Bernard van Praag


Bernard Marinus Siegfried van Praag is a Dutch economist, and Distinguished University Professor at the University of Amsterdam, noted for researching the measurement of welfare, as well-being and happiness.

Biography

Bernard van Praag was born in 1939 in Amsterdam, The Netherlands, as the son of Jonas Andries and Henriette Emma van Praag. He grew up in Bloemendaal. He studied econometrics at the University of Amsterdam, where he received a Ph.D. degree cum laude in 1968.
Van Praag was appointed professor at the Free University of Brussels in 1969, then in 1970 associate professor at Erasmus University, Rotterdam, professor of economics at the University of Leiden, professor at Erasmus University, professor in "applied economic research" at the University of Amsterdam, and managing director of the Foundation for Economic Research from 1992 to 2000. In 2000 he became Distinguished University Professor at the University of Amsterdam.
Van Praag was the founding president of the European Society for Population Economics, and co-editor of the Journal for Population Economics and Journal of Health Economics. He was a member of the Dutch Social Economic Council. In 1988-1992 he was a member of the Scientific Council for Government Policy, a prominent advisory body for the Dutch government on long term policy issues. He was the responsible council member for their report "Ouderen voor Ouderen", which initiated the demographic discussion on the aging society in the Netherlands.
He has published in a wide range of journals, including the Review of Economics and Statistics, European Economic Review, Journal of Public Economics, Journal of Population Economics, Econometrica, Psychometrika, Journal of Econometrics, Journal of Applied Econometrics, Review of Income and Wealth, Journal of Human Resources, Journal of Economic Psychology, Journal of Health Economics, Health Economics, Journal of Economic Behavior and Organization, the Economic Journal, Journal of Happiness Studies, Journal of Income Distribution, and Journal of Economic Inequality.
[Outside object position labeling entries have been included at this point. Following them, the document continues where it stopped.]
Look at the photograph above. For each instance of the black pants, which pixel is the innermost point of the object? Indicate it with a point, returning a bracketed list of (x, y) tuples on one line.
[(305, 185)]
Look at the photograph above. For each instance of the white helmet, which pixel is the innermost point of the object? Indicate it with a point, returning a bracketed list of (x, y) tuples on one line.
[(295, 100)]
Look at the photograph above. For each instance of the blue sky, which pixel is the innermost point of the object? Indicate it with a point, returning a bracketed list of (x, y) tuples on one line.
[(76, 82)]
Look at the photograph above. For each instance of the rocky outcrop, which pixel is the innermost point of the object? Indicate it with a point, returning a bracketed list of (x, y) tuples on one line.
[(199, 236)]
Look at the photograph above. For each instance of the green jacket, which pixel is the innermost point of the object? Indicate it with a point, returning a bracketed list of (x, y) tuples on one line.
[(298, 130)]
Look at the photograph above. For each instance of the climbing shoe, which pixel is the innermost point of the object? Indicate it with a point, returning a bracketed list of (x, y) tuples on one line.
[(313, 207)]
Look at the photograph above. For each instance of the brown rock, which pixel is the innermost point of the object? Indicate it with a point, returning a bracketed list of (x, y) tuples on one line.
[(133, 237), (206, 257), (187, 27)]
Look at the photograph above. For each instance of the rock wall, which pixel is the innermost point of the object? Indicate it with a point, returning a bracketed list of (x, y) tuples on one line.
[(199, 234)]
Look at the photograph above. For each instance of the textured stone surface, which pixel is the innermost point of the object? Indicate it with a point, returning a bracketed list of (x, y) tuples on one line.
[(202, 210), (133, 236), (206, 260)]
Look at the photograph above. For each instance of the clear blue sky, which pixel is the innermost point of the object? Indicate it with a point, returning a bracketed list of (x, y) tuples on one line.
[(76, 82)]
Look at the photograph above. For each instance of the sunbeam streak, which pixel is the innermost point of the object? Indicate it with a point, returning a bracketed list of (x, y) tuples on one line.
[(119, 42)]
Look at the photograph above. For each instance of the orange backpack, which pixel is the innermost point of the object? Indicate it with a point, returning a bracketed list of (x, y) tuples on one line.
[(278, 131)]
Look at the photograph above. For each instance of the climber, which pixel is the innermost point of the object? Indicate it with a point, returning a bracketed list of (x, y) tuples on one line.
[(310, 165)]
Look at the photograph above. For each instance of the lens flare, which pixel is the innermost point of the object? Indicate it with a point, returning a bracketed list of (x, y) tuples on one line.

He was mentioned in the top 5% of economics authors by Repec, as of September 2012.

Work

Leyden school

During his Leyden period, Van Praag initiated and acted as leader of the Leyden School project, his main co-authors being Arie Kapteyn and Aldi Hagenaars. Van Praag argued in his Ph.D. dissertation that utility of money could be seen as a cardinal concept.
Based on this idea he devised a specific question module, the Income Evaluation Question, intended to ask respondents which income level they would call "good", "sufficient", "bad", etc. The IEQ has been posed since 1970 to many thousands of respondents in large-scale surveys. Van Praag estimated the WFI for thousands of individuals in most countries of Western Europe.
He discovered a preference drift, whereby the WFI of the individual depends on current income and shifts with rising income to the right. Kapteyn and Van Praag discovered reference drift, which means that individual welfare depends on the income of the reference group members. The analysis led to the estimation of subjective family equivalence scales and subjective definitions of poverty. He carried out several large-scale poverty studies for the European Union.
Van Praag has also been active on econometric methodology, labour and health economics, conjoint or vignette analysis and the economics of ageing. The Leyden School may be seen as a precursor of modern happiness economics by about twenty years. In the words of Claudia Senik when reviewing Happiness Quantified:
Andrew Clark et al. in their authoritative survey comparing Van Praag's work with the happiness papers from 1990 onwards write:

Recent research

After a relative calm period, during which Van Praag was engaged in semi-commercial research, Van Praag resumed his academic research at the end of the 1990s.
He enriched his research by adopting the satisfaction question module used by modern happiness economists. His main new results are the application of happiness economics with Barbara Baarsma to estimate shadow prices of airplane-noise hindrance near Amsterdam Airport, which method may be used for estimating the shadow prices of other external effects as well and the development of a two-layer model with Frijters and Ferrer-i-Carbonell, where life satisfaction is seen as an aggregate of domain satisfactions.
He published in 2004 the comprehensive monograph Happiness Quantified, a Satisfaction Calculus Approach, which was revised in 2008 and translated into Chinese in 2010. He is a regular contributor to the Dutch dailies NRC Handelsblad and de Volkskrant and the professional weekly Economisch-Statistische Berichten.

Honours

Van Praag is a Fellow Emeritus of the European Economic Association, member of the Royal Netherlands Academy of Arts and Sciences since 1999, elected as a member of the International Statistical Institute, member of the Royal Dutch Society of Sciences, Fellow of CESifo Munich, IZA Bonn, DIW Berlin, AIAS Amsterdam, Honorary Fellow and chairman–founder of the Tinbergen Institute.